For new researchers, the question arises because they are unfamiliar with the process of family history research. For more experienced researchers it is because they have come to realise that there is so much research to do that it becomes overwhelming.
The standard advice given to people who are new to family history research is that you should always start with yourself. Sound advice, because if you start anywhere else you cannot be sure you are researching people who are actually related to you. However, that advice is not helpful past that point, so each time we sit down to do some research we are faced by the same question – where do I start?
The answer is research planning.
Research planning provides you with focus, in the form of research goals, questions or hypotheses; and direction, in the form of a list of tasks, sources and repositories. If you spend time on planning your research, then each time you sit down to do some research you have options for where you can start this time, and a process to keep track of what you have done and what you intend to do next. However, I am not just talking about producing a research plan based on a template, although such a plan is a very useful tool. The research planning process can be anything that helps to make your research more systematic.
A fundamental principle in research planning is that you must always start from the known and move into the unknown, or, as I like to describe it – start from a solid foundation. This means you can start your research from any person in your family history, provided you are sure that the information you have and the conclusions you have reached about that person are sound. This is the principle that underlies the instruction to start with yourself when you are just beginning.
The challenge then becomes identifying and documenting the solid foundation points in your family history so that you can use them as stepping stones for further research.
One method is to choose the person you want to start with (for any reason at all!) and verify that they are a solid foundation. To do this, you need to review all the information you already have and the sources you have already examined, and analyse whether the conclusions you have reached are sufficiently supported by the evidence. Be honest and critical – is the evidence strong, or are there doubts or inconsistencies? If the evidence is weak, then that becomes your first research task – to investigate further. Once you verify that this person is a solid foundation, then you can start moving outwards to research other people. Your first priority should be to move in the direction towards yourself, verifying that each person between your starting person and yourself is also a solid foundation. This confirms how your starting person is related to you.
Another method is to have a document or system that records where the solid foundations occur within your family tree. Each time you feel like researching, you just choose a point from that document or system. You could achieve this using family history software or research plans (and I will discuss these in later posts), but I like to use this simple tool which I call a Tree Health Assessment.

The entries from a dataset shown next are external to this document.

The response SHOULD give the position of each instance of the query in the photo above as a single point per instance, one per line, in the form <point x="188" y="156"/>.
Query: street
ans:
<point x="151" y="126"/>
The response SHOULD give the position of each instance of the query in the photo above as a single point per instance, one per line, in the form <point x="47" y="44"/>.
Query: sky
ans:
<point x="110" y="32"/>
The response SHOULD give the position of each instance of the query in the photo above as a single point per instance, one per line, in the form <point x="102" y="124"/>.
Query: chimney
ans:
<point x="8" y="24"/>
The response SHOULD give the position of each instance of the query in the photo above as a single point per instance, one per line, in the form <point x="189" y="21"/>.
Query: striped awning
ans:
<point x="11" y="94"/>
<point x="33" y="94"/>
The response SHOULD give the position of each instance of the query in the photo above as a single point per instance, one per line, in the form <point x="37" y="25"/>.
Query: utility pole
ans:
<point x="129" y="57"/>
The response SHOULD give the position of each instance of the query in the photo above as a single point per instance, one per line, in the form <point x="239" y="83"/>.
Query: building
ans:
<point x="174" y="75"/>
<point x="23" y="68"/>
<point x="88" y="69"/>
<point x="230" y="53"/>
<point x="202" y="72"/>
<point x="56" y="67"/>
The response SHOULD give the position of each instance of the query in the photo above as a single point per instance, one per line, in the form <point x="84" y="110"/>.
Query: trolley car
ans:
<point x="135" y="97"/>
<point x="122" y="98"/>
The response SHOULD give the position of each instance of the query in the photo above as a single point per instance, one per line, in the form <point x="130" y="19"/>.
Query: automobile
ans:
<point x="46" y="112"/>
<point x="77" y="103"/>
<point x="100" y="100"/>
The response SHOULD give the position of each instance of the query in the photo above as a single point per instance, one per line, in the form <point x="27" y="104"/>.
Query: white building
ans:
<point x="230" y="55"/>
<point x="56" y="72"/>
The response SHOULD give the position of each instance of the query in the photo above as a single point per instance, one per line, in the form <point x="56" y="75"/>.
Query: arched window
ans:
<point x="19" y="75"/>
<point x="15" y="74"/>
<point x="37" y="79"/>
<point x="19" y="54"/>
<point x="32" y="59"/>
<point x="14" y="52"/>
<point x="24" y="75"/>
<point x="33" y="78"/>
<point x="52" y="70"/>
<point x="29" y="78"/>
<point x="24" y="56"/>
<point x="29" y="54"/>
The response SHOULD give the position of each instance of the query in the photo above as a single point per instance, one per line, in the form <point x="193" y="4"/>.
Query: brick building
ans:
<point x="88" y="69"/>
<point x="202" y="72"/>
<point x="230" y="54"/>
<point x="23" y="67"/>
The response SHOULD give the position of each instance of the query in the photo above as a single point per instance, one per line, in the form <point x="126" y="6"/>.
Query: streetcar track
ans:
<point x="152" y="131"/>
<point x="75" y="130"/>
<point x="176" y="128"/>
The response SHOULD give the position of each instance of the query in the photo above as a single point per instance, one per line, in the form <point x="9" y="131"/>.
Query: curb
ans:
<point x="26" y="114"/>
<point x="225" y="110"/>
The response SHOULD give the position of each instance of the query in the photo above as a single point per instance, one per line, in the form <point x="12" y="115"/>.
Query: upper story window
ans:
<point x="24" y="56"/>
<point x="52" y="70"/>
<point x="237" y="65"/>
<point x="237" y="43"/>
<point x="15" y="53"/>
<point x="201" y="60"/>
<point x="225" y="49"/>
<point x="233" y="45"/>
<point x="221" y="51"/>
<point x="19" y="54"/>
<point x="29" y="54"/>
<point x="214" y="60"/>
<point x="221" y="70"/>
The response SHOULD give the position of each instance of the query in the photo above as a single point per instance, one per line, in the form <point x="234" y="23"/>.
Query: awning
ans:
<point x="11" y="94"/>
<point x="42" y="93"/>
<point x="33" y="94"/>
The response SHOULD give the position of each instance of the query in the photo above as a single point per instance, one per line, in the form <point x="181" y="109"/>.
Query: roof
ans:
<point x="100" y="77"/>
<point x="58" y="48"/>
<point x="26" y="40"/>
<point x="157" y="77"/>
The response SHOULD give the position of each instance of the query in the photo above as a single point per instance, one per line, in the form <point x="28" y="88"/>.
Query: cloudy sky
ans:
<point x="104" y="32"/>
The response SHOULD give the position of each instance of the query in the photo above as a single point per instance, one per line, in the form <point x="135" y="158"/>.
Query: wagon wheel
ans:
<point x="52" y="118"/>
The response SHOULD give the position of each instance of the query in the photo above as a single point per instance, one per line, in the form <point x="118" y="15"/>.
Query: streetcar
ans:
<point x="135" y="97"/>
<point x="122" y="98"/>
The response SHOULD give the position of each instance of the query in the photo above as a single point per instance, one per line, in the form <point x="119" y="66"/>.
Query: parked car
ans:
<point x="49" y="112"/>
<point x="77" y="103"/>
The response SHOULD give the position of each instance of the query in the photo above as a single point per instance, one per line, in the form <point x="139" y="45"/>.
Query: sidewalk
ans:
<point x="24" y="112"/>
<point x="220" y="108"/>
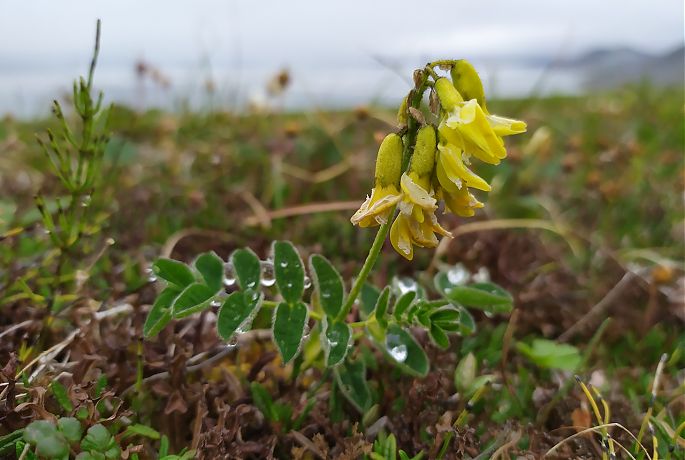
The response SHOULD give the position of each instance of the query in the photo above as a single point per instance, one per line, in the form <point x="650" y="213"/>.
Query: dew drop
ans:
<point x="458" y="274"/>
<point x="268" y="282"/>
<point x="396" y="348"/>
<point x="228" y="282"/>
<point x="229" y="275"/>
<point x="268" y="273"/>
<point x="403" y="285"/>
<point x="482" y="276"/>
<point x="333" y="338"/>
<point x="150" y="275"/>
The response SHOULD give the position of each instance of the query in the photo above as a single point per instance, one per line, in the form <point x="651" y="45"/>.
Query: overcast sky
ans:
<point x="313" y="30"/>
<point x="43" y="36"/>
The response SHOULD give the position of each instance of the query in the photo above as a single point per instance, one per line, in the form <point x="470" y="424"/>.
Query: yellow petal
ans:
<point x="453" y="166"/>
<point x="400" y="237"/>
<point x="376" y="208"/>
<point x="468" y="83"/>
<point x="416" y="194"/>
<point x="462" y="202"/>
<point x="478" y="137"/>
<point x="503" y="126"/>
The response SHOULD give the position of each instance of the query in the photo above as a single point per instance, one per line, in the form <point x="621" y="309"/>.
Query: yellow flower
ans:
<point x="460" y="202"/>
<point x="416" y="223"/>
<point x="384" y="196"/>
<point x="469" y="85"/>
<point x="452" y="172"/>
<point x="407" y="232"/>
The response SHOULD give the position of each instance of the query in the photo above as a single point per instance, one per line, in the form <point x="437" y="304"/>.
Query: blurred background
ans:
<point x="338" y="54"/>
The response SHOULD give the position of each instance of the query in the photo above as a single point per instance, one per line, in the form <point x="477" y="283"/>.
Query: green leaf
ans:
<point x="368" y="298"/>
<point x="8" y="441"/>
<point x="289" y="271"/>
<point x="444" y="281"/>
<point x="335" y="340"/>
<point x="173" y="271"/>
<point x="262" y="399"/>
<point x="465" y="373"/>
<point x="99" y="386"/>
<point x="49" y="442"/>
<point x="351" y="378"/>
<point x="70" y="428"/>
<point x="211" y="267"/>
<point x="381" y="308"/>
<point x="194" y="298"/>
<point x="97" y="438"/>
<point x="484" y="296"/>
<point x="247" y="267"/>
<point x="467" y="325"/>
<point x="288" y="328"/>
<point x="328" y="285"/>
<point x="141" y="430"/>
<point x="61" y="395"/>
<point x="551" y="355"/>
<point x="437" y="334"/>
<point x="401" y="346"/>
<point x="403" y="303"/>
<point x="237" y="312"/>
<point x="160" y="313"/>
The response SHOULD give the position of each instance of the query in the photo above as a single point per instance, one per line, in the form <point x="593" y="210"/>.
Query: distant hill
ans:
<point x="604" y="68"/>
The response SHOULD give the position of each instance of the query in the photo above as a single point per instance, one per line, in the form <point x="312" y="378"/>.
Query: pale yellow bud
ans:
<point x="389" y="161"/>
<point x="448" y="94"/>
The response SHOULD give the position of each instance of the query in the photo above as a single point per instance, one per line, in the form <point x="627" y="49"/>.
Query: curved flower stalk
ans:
<point x="440" y="168"/>
<point x="416" y="223"/>
<point x="385" y="194"/>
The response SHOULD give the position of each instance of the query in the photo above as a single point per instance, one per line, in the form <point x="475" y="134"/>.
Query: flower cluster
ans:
<point x="439" y="166"/>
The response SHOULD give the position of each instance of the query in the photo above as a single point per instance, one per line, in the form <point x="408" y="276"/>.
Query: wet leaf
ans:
<point x="173" y="271"/>
<point x="236" y="312"/>
<point x="368" y="298"/>
<point x="328" y="285"/>
<point x="48" y="440"/>
<point x="211" y="267"/>
<point x="551" y="355"/>
<point x="405" y="351"/>
<point x="160" y="313"/>
<point x="247" y="268"/>
<point x="483" y="296"/>
<point x="351" y="377"/>
<point x="403" y="303"/>
<point x="335" y="341"/>
<point x="288" y="328"/>
<point x="193" y="299"/>
<point x="289" y="271"/>
<point x="381" y="308"/>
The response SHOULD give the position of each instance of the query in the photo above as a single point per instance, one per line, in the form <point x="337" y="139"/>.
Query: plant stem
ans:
<point x="368" y="265"/>
<point x="415" y="98"/>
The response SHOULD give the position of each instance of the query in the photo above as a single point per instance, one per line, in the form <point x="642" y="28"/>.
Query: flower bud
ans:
<point x="389" y="161"/>
<point x="423" y="159"/>
<point x="448" y="94"/>
<point x="402" y="113"/>
<point x="468" y="83"/>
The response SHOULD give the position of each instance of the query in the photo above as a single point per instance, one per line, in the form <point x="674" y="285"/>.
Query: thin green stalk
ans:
<point x="368" y="265"/>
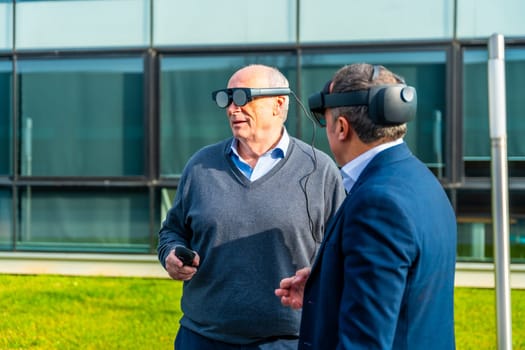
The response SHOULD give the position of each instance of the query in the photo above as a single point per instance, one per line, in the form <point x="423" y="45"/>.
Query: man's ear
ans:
<point x="280" y="100"/>
<point x="342" y="128"/>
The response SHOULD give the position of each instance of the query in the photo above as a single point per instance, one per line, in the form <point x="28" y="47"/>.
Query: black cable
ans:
<point x="317" y="240"/>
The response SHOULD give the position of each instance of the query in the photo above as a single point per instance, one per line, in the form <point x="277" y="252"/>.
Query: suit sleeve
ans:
<point x="378" y="248"/>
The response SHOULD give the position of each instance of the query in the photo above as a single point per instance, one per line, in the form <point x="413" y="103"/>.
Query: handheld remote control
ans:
<point x="185" y="255"/>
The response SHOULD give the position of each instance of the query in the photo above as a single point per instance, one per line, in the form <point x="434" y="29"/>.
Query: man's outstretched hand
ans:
<point x="291" y="289"/>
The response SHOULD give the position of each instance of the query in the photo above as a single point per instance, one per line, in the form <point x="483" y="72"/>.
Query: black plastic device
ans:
<point x="185" y="255"/>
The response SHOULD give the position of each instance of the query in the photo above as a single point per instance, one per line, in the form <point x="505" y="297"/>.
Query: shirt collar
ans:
<point x="279" y="151"/>
<point x="351" y="170"/>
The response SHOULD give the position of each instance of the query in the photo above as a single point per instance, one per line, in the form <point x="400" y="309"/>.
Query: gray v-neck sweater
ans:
<point x="249" y="236"/>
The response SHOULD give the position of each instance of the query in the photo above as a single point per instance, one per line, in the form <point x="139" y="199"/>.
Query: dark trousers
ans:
<point x="189" y="340"/>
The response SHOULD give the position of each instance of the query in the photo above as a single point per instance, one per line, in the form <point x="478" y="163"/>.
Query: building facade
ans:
<point x="103" y="101"/>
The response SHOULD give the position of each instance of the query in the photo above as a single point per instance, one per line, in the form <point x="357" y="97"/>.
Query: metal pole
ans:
<point x="500" y="206"/>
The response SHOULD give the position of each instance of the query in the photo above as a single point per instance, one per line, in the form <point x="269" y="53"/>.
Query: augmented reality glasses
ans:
<point x="387" y="104"/>
<point x="241" y="96"/>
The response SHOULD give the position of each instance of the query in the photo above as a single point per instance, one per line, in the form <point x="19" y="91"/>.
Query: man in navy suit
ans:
<point x="384" y="274"/>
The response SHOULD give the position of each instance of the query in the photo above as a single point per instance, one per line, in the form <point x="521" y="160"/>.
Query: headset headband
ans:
<point x="392" y="104"/>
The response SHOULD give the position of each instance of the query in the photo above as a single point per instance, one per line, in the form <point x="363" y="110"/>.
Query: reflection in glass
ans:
<point x="6" y="25"/>
<point x="96" y="220"/>
<point x="82" y="117"/>
<point x="82" y="23"/>
<point x="426" y="71"/>
<point x="5" y="117"/>
<point x="6" y="219"/>
<point x="231" y="22"/>
<point x="189" y="118"/>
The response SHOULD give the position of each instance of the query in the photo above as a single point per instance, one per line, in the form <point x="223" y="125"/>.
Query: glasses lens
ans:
<point x="222" y="98"/>
<point x="239" y="97"/>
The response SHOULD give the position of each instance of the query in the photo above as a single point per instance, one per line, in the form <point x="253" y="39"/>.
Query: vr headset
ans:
<point x="392" y="104"/>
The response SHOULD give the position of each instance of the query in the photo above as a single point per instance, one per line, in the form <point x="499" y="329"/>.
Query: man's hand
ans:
<point x="177" y="270"/>
<point x="291" y="289"/>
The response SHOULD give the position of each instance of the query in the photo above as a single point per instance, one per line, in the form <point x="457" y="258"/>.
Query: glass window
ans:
<point x="5" y="117"/>
<point x="476" y="133"/>
<point x="426" y="71"/>
<point x="475" y="230"/>
<point x="6" y="219"/>
<point x="482" y="18"/>
<point x="82" y="23"/>
<point x="6" y="25"/>
<point x="82" y="117"/>
<point x="189" y="117"/>
<point x="85" y="220"/>
<point x="218" y="22"/>
<point x="343" y="20"/>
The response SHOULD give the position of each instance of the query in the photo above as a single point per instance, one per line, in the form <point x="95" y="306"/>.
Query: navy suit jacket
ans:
<point x="384" y="274"/>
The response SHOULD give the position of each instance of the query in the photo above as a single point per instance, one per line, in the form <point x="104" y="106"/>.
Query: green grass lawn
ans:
<point x="62" y="312"/>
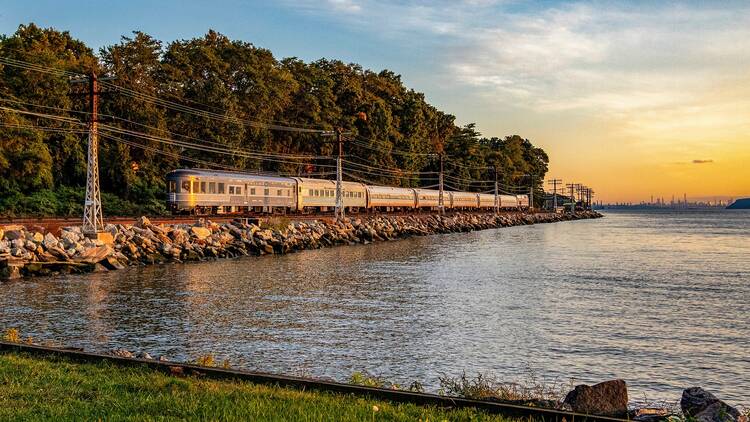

A Tree Health Assessment can be documented quite simply using a family tree chart. To use this method you must start with yourself, regardless of how long you have been researching your family history. As you assess the evidence for each person and their relationship to the previous generation you colour the line or box for that person based on your assessment. Green means the evidence is strong that you have identified the correct person and their relationship to the previous generation (e.g. father and daughter). Yellow means you have some evidence but it needs further research – for example, the evidence may be indirect or circumstantial. Red means that there are issues of concern, such as no sources, information from unreliable sources, inconsistencies or doubts about the conclusions. The solid foundations in your tree are any parts which are coloured green. Your research should always start at a point where the green person links to a yellow or red line or box (shown as a blue X in the example below). However, take care not to leap into researching a red coloured person if there are yellow ones between them and yourself, as the answers may lie in turning the yellow into a solid foundation first.